No quick fix to economic ills: Iqbal

Coming year to remain challenging; tax collection and exports major reasons.


Minister for planning and development Ahsan Iqbal during a press briefing on Friday. PHOTO: PID

ISLAMABAD:


Amid calls by the country’s leading economist to provide relief to the masses in the new budget, the government said on Friday that the coming fiscal year will also remain challenging due to difficulties in increasing tax collection, investment and exports.


“There are no quick fixes to the deep-rooted economic problems but in the first year the government has managed to stabilise the economy,” said Ahsan Iqbal, Minister for Planning, Development and Reforms. He was addressing a pre-budget seminar, jointly arranged by the Pakistan Institute of Development Economics and Friedrich Ebert Stiftung.

Iqbal said that during the first year the government brought an end in volatility in the exchange rate market and the rupee-dollar parity will be maintained at the current level (Rs98.6 to $1) in the new fiscal year as well.

There has been no financial scandal during the current govt’s first year, unlike the previous tenure when the media reported one after another scandal, reflecting an improvement in governance, he added.

While speaking about the new financial year, Iqbal said the next fiscal year will remain challenging. He said tax, investment and exports (what he calls TIE) have to go up as the current levels were not sustainable. “The results against these three goals will determine how quickly the government can achieve its overall economic goals.”

During the outgoing fiscal year, the government has missed its targets in these three critical areas. It is going to miss the revenue collection target by Rs225 billion and will collect Rs2.250 trillion in taxes at best, said Dr Ashfaque Hasan Khan, Dean of School of Social Sciences and Humanities of National University of Science and Technology.

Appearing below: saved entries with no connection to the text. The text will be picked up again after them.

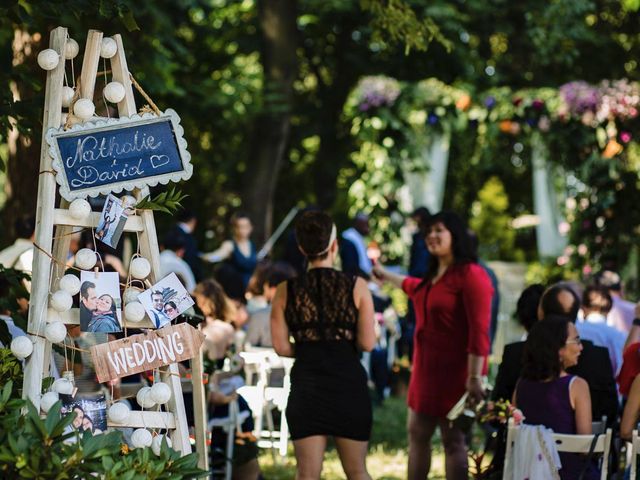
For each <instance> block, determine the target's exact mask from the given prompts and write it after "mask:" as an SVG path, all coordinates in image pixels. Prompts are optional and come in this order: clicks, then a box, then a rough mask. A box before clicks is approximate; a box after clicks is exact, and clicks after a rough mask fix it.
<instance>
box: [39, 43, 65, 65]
mask: <svg viewBox="0 0 640 480" xmlns="http://www.w3.org/2000/svg"><path fill="white" fill-rule="evenodd" d="M59 62H60V55H58V52H56V51H55V50H54V49H53V48H46V49H44V50H42V51H41V52H40V53H39V54H38V65H40V68H42V69H43V70H53V69H54V68H56V67H57V66H58V63H59Z"/></svg>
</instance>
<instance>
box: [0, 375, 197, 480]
mask: <svg viewBox="0 0 640 480" xmlns="http://www.w3.org/2000/svg"><path fill="white" fill-rule="evenodd" d="M12 389H13V385H12V382H11V381H9V382H7V383H6V384H5V385H4V387H2V392H1V394H0V476H2V478H15V479H17V478H34V479H36V478H37V479H45V478H51V479H65V478H69V479H70V478H92V477H93V476H94V475H97V476H98V477H100V478H105V479H108V480H115V479H121V480H145V479H152V480H165V479H166V480H168V479H183V478H199V477H204V476H206V475H207V474H208V473H207V472H204V471H202V470H199V469H198V468H197V467H196V465H197V461H198V458H197V455H196V454H194V453H192V454H189V455H187V456H184V457H181V456H180V454H179V453H178V452H176V451H174V450H172V449H170V448H169V447H168V446H167V444H166V442H163V445H162V449H161V452H160V456H156V455H154V454H153V453H152V452H151V449H150V448H143V449H136V450H134V451H133V452H129V453H124V452H126V449H124V452H123V451H122V450H121V448H122V433H121V432H119V431H114V432H110V433H104V434H100V435H95V436H93V435H91V433H89V432H84V434H82V435H80V434H79V433H78V432H77V431H76V430H73V429H72V428H71V427H70V425H71V423H72V422H73V420H74V418H75V413H71V414H68V415H64V416H62V415H61V413H60V412H61V407H62V404H61V402H57V403H56V404H55V405H54V406H53V407H52V408H51V410H49V413H48V414H47V416H46V418H44V419H43V418H40V415H39V414H38V412H37V410H36V409H35V407H34V406H33V404H32V403H31V402H29V401H25V400H22V399H16V398H12ZM24 408H26V410H27V413H26V415H22V410H23V409H24Z"/></svg>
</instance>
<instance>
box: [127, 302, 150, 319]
mask: <svg viewBox="0 0 640 480" xmlns="http://www.w3.org/2000/svg"><path fill="white" fill-rule="evenodd" d="M144 315H145V311H144V307H143V306H142V304H141V303H140V302H138V301H134V302H131V303H127V304H126V305H125V307H124V317H125V318H126V319H127V321H128V322H131V323H138V322H141V321H142V319H143V318H144Z"/></svg>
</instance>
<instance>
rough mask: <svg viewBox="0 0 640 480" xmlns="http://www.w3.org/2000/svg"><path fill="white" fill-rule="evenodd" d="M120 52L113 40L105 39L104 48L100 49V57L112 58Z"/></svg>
mask: <svg viewBox="0 0 640 480" xmlns="http://www.w3.org/2000/svg"><path fill="white" fill-rule="evenodd" d="M117 51H118V45H117V44H116V41H115V40H114V39H113V38H109V37H106V38H103V39H102V46H101V48H100V56H101V57H103V58H111V57H113V56H114V55H115V54H116V52H117Z"/></svg>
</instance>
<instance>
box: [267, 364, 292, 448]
mask: <svg viewBox="0 0 640 480" xmlns="http://www.w3.org/2000/svg"><path fill="white" fill-rule="evenodd" d="M279 361H280V362H281V365H282V367H283V368H284V380H283V385H282V387H269V386H268V387H267V388H265V400H266V402H267V410H268V411H269V414H268V415H267V417H266V420H267V427H268V429H267V430H263V432H262V437H263V440H261V441H260V440H259V441H258V446H263V447H265V448H276V449H277V450H278V453H279V454H280V455H281V456H283V457H284V456H286V455H287V446H288V443H289V425H288V424H287V416H286V414H285V410H286V408H287V401H288V399H289V392H290V390H291V369H292V368H293V364H294V362H295V360H294V359H293V358H286V357H280V358H279ZM275 409H277V410H278V411H279V412H280V428H279V429H278V430H276V429H275V426H274V423H273V416H272V415H271V411H272V410H275ZM261 442H262V443H261Z"/></svg>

Khan criticised the government’s budget-making approach. He said the FBR’s tax target is set after working out the expenditures, which is an incorrect strategy. He said like past six years, the FBR will again miss next year’s proposed target of Rs2.810 trillion and will collect Rs2.630 trillion at best.

The investment has also fallen short of target and the exports too will remain below the target of $26.6 billion.

The country’s renowned economist and former finance minister Dr Hafiz Pasha urged the government to come out of the mindset of extreme stabilisation and shift to revival of the economy. “Let the economy breathe, for God’s sake,” said Dr Pasha who is critical of the government’s over-emphasis on fiscal consolidation.

He said the government should give relief in the budget, and stipend under the Benazir Income Support Programme should be linked with the wheat-price index. He proposed the government to increase monthly stipend to Rs1,500 from the current Rs1,200 per month.

Dr Pasha also urged the government to freeze the increase in power tariffs as electricity prices were becoming counterproductive. He also called the budget makers to get rid of the monster of withholding tax regime, which is being used as the main source of revenue generation.

He urged the government to lessen the taxation burden of the industries and shift the focus to services and agriculture sectors.

Dr Pasha said the size of the services sector is Rs12 trillion but its contribution to taxes is only Rs400 billion. He said the agriculture sector amounts to Rs4 trillion and its contribution to the taxes is a meager Rs1 billion.

He also asked the government to re-prioritise spending besides improving the quality of spending.

He said it was not the right time to initiate Rs1.4 trillion new schemes as the government already has a portfolio of Rs4.4 trillion. Dr Pasha said the planning process has broken down in the country.

Responding to Dr Pasha’s views, Iqbal said the Ministry of Planning will gradually gain its role in economic policymaking.

Published in The Express Tribune, May 31st, 2014.